Condoms are the gold standard in the prevention of herpes simplex infection, as demonstrated in numerous studies. The effectiveness of this method is somewhat limited on a public health scale by the limited-use of condoms in the community and on an individual scale because some blisters may not be covered by the condom. Abstinence, including from oral sex, is another effective way to prevent contracting or spreading this disease.

When one partner has herpes simplex infection and the other doesn't, the use of valaciclovir, in conjunction with a condom, has been demonstrated to further decrease the chances of transmission to the uninfected partner, and the FDA approved this as a new indication for the drug in August 2003.

Other measures that have been suggested include:

  • the use of a chapstick
  • management of stress
  • adequate sleep and nutrition
  • avoidance of cross-infecting different sites on the body if HSV blisters are present

Future directions

The National Institutes of Health (NIH) are currently in the midst of phase III trials of a vaccine against HSV-2. The vaccine has only been shown to be effective for women who have never been exposed to HSV-1. Overall, the vaccine is approxmiately 48% effective in preventing HSV-2 seropositivity and about 78% effective in preventing symptomatic HSV-2. Assuming FDA approval, a commerical version of the vaccine is estimated to become available around 2008.

There are good indications that a carrageenan based gel may offer some protection against HSV-2 transmission by binding to the receptors on the herpes virus thus preventing the virus from binding to cells. Researchers have shown that a carrageenan-based gel effectively prevented HSV-2 infection at a rate of 85% in a mouse model. There is an on going large scale efficacy trial of a similar formulation under way on humans but results are not expected to be published until 2007.

Treatments

Pharmacotherapy

There are several prescription antiviral medications for controlling herpes outbreaks, including aciclovir,  valaciclovir (Valtrex), famciclovir (Famvir), and penciclovir. Aciclovir was the original and prototypical member of this class and generic brands are now available at a greatly reduced cost. Valaciclovir and famciclovir are prodrugs of aciclovir and penciclovir respectively, with improved oral bioavailability.

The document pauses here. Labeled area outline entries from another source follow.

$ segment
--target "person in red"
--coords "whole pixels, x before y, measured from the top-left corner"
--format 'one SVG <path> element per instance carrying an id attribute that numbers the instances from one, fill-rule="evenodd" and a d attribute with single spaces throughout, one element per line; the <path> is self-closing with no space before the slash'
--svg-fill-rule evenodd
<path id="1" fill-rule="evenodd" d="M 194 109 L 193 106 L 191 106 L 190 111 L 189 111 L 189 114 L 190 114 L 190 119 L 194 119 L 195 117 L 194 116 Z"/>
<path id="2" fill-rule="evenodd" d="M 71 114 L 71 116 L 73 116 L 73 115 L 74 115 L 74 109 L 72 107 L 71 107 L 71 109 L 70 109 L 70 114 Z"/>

Docosanol (Abreva) is another treatment that may be effective. Docosanol works by preventing the virus from fusing to cell membranes, thus barring entry into the cell for the virus. This may keep an outbreak contained to a smaller area than would otherwise be observed.

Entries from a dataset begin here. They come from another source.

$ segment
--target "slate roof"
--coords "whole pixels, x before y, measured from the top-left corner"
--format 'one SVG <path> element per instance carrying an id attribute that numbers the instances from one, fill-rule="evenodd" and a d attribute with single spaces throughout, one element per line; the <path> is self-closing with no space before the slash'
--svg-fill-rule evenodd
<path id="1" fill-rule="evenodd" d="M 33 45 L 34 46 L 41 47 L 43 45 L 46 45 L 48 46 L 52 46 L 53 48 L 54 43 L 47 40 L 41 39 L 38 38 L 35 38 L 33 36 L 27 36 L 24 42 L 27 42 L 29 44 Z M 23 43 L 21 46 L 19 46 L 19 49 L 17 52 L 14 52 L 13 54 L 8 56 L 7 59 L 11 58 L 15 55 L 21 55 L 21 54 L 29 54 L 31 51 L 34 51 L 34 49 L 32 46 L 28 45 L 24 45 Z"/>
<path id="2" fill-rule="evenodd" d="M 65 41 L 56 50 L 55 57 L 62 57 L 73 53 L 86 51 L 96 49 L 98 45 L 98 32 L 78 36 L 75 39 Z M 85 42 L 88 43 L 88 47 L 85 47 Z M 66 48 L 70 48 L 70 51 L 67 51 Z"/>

Non-prescription analgesics can reduce pain and fever during initial outbreaks.

 Aciclovir is the recommended antiviral for suppressive therapy to prevent transmission of herpes simplex to the neonate. The use of  valaciclovir and famciclovir, while potentially improving treatment compliance and efficacy, are still undergoing safety evaluation in this context.

There is evidence in mice that treatment with famciclovir, rather than aciclovir, during an initial outbreak can help lower the incidence of future outbreaks by reducing the amount of latent virus in the neural ganglia. This potential effect on latency over aciclovir drops to zero a few months post-infection.